The problem is always syntax, though.

I'm suggesting the addition of an atom property that is similar to filters, in that you send the client an arbitrary data structure that gives rules for rendering. Instead of post-processing effects, this one applies to the entire vis_contents list of an atom.

vis_layout would come packaged with the following layouts:

Grid layout

Parameters:
x,y - starting point to draw the 1st element in vis_contents from the bottom-left of the atom

skip - how many items to skip before starting the grid; Items skipped will not be drawn at all.

cols - how many items go on one row before moving to the next row.
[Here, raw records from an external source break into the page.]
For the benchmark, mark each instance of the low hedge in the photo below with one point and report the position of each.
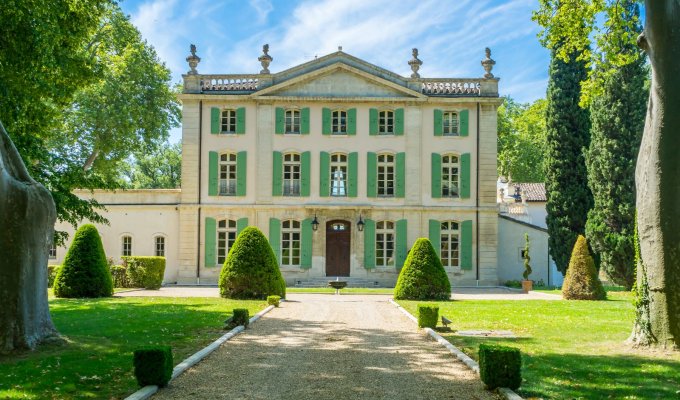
(144, 271)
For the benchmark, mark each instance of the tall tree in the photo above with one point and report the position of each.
(617, 115)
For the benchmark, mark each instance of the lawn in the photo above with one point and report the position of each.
(96, 361)
(571, 349)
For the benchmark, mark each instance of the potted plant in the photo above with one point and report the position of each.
(527, 284)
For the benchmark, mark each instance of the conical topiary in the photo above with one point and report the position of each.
(581, 281)
(423, 276)
(84, 272)
(251, 270)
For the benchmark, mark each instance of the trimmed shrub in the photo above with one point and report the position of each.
(84, 272)
(153, 365)
(273, 300)
(500, 366)
(427, 316)
(251, 270)
(423, 276)
(145, 271)
(581, 281)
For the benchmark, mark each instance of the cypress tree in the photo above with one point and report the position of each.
(618, 116)
(568, 135)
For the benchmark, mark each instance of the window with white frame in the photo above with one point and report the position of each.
(290, 243)
(291, 174)
(228, 121)
(386, 123)
(339, 122)
(227, 174)
(292, 124)
(450, 123)
(126, 246)
(386, 175)
(450, 243)
(159, 246)
(226, 236)
(384, 244)
(450, 175)
(338, 175)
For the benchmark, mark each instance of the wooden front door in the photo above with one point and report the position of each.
(338, 238)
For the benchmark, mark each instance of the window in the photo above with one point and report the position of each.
(338, 175)
(292, 124)
(386, 175)
(127, 246)
(450, 176)
(290, 243)
(384, 244)
(226, 236)
(450, 243)
(160, 246)
(227, 174)
(291, 174)
(386, 123)
(228, 121)
(450, 124)
(339, 123)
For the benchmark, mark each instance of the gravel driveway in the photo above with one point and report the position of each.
(329, 347)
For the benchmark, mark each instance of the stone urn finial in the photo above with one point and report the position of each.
(193, 60)
(415, 64)
(265, 59)
(488, 64)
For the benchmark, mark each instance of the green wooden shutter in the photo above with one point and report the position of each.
(400, 178)
(277, 174)
(215, 115)
(210, 248)
(465, 176)
(371, 175)
(280, 120)
(464, 122)
(306, 244)
(241, 173)
(352, 173)
(352, 121)
(324, 174)
(326, 121)
(466, 245)
(241, 120)
(373, 121)
(212, 173)
(369, 244)
(435, 236)
(401, 246)
(399, 121)
(436, 175)
(275, 237)
(438, 122)
(305, 175)
(304, 121)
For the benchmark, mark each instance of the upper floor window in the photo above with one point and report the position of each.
(450, 176)
(386, 175)
(291, 174)
(228, 164)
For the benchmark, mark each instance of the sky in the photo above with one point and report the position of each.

width,height - the size of each cell. Each element will be drawn at the bottom-left of its corner, however, each atom's pixel offsets and transform will still apply.

Screen layout

Parameters:
x,y - the position to draw the screen relative to the bottom-left corner of the atom.
width,height - the width of the screen. Anything outside of these coordinates will be cropped.
icon_size - the "tile" size to use for this screen layout. See notes below.
background - null would be transparent, but a color or an icon could be supplied to use as a background image. The background image would be repeated every tile_width/height pixels.
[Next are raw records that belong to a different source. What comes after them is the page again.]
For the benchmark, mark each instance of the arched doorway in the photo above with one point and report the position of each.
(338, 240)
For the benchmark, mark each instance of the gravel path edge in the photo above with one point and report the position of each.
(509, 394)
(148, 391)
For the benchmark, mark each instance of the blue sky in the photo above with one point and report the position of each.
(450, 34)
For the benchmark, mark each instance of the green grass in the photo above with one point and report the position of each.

This particular layout would hijack the fact that screen_locs don't mean anything in vis_contents. vis_contents with screen_locs inside of a screen layout would be able to treat the parent atom as though it were an in-screen map element. Much like a screen object, pixel offsets would not contribute to the final position, but transforms would.
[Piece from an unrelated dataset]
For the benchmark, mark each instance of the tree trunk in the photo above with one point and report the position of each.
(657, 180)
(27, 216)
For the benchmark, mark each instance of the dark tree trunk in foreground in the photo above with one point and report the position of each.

This layout would cause the vis children to be drawn to an off-screen surface first, and then over the appearance of the parent object.


Flexible rows layout
x,y - the position to draw this layout relative to the parent
width,height - the width and height of the layout. Elements beginning outside of the layout would simply not render.
row_padding, col_padding - extra width and height added to the flow position of the cursor.
flow=EAST|WEST - What direction rows should flow in.
order=FORWARD|REVERSE - Whether to begin from the back or front of the vis children
align = NORTH|CENTER|SOUTH

Flexible column layout
flow = NORTH|SOUTH
align = EAST|CENTER|WEST

This is like the flexible rows layout, but instead of operating in rows, it operates in columns.


The flexible layouts would use the visual bounds of the child appearance to flow controls left to right, or top-to-bottom. Elements would still use their pixel offsets and transforms to affect their final visual position.



like filters, some layout variables should be animatable. Notably:

x,y
width,height
row_padding,col_padding


Finally, a few new vis_flags would make sense:

VIS_IGNORE_LAYOUT - vis children that ignore layouts won't even be considered in the counts of layouts. This will allow you to nest children inside of a layout that aren't actually part of it in order to achieve visual effects.

VIS_SCREEN_LAYOUT - vis children that have this flag will be treated as though they are screen objects, with the area of the layout being treated as though it were a screen. pixel offsets would be ignored for vis children with this flag set. For grid layouts, the tile-size of the screen is considered to be the width,height of the layout. This has no effect with vis screen layouts. For flexible rows/columns, the tile position would be relative to the position of the Xth element on the Yth row.